Sharpie, part 6: partial updates

December 24, 2025

Revised January 4, 2026 with bugfixes and more explanation.

Welcome back. I am happy to share that Sharpie, such as it is, is now available to the public. The code and designs are available at its GitHub repository. Enjoy!

We're coming into the homestretch on this project. Last time, we were able to send full frames of data to the display, but this isn't all that the LS021 is capable of. Specifically, the LS021 supports a waveform where you send short GCK pulses on lines where no data is being sent---in other words, you can update just part of the screen.

This post assumes you've read the rest of the Sharpie series, and are familiar with how the display works from a signals perspective.

Overview

Let's start with the datasheet. This chart is from page 31.

This might look complex, but if you've been following along so far, it's actually about as simple as what we've done before. All we have to do is send short GCK pulses, like the diagram shows, when we don't want to update the image.
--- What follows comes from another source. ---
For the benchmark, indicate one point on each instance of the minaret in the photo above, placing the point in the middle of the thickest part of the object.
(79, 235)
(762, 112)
The problem is that figuring out how to do this on PIO took a lot of planning and testing. Let's look at how my solution works (with the standard disclaimer that there's probably easier ways, small issues with my code, etc, etc).

Even though partial refresh isn't necessarily that complicated, a functional implementation is. My implementation uses two data streams, chained IRQs, and so many instructions that we have to split the program across two PIOs. Because the state machines have to communicate with each other, we have to move to the RP2350 and restrict these programs to PIO version 1. The RP2040's PIOs don't have any facilities for communication between SMs.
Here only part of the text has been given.